Because human cardiac samples are nonhomogeneous and contain myocytes, nonmyocytes, and potentially fibrotic tissue, we used Casq2 and Gapd as controls of RNA quality and as reference standards (ΔCt). Casq2 should be restricted to cardiomyocytes, whereas Gapd should be present in both cardiomyocytes and noncardiomyocytes. Casq2, but not Gapd, was present on the microarray, and its expression did not significantly change with HF (P > 0.05), supporting its use as an internal control. Note, from dilution curves of reverse transcriptase reactions, that every 3.6 amplification cycles, on average, reflects a 10-fold change in expression (Fig. 2A). The abundance of Casq2 and Gapd transcripts varied by 2 orders of magnitude between individual human samples (Fig. 2B). Neither Casq2 nor Gapd transcripts, however, demonstrated significantly different levels of expression either before normalization or after direct comparisons (ΔCt) with the other respective control transcript. In contrast to human samples, those from rat (or mouse) heart show very limited changes in overall expression for either transcript (Fig. 2C).

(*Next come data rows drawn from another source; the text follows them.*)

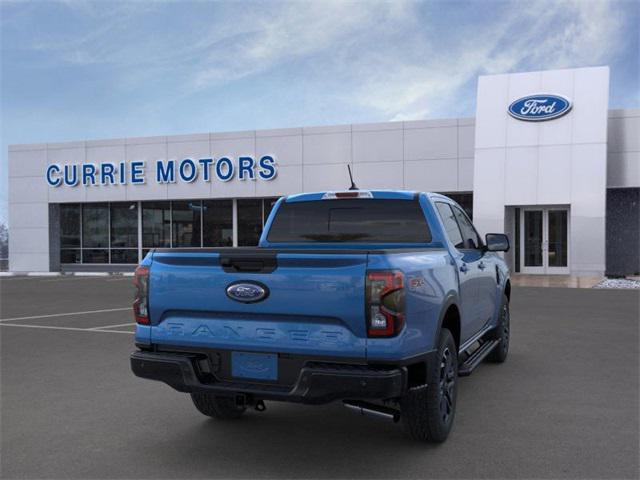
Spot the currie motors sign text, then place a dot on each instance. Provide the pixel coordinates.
(536, 108)
(187, 170)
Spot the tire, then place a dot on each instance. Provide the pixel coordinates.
(220, 408)
(427, 413)
(502, 331)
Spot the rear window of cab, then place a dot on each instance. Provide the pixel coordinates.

Q-PCR analysis of candidate gene transcripts. (A) Casq2 amplifications with serial dilutions (1:10 to 1:100,000) of cDNA template. On average a 10-fold difference in expression was observed every 3.6 amplification cycles. ΔR_n represents the difference between R_n⁺ [ratio of SYBR green emission intensity to that of a passive reference (ROX) containing template DNA] and R_n− (ratio of SYBR green emission intensity to that of ROX for samples lacking template or during early cycles of real-time PCR). (B) Amplification plot of Casq2, showing more than one order of magnitude variability in Casq2 expression levels among 34 human samples (failing and nonfailing). Similar results were seen with each of the control and target templates, implying either a high degree of genetic variability or the potential for differing proportions of myocytes versus nonmyocytes in the human samples. (C) Amplification plot of Casq2 from rat samples (n = 4). In contrast to that seen in humans, very little variability in the amount of Casq2 was seen in age-matched male rats. (D) Normalized Lumican data, presented as a ΔCt value, after normalization with Casq2. Both Casq2 and Gapd were more highly expressed than any of the target sequences examined. Larger ΔCt values therefore imply lower expression levels (e.g., Lum mRNA abundance decreases with HF). Open bars represent nonfailing myocardium, whereas shaded columns indicate data from failing myocardium.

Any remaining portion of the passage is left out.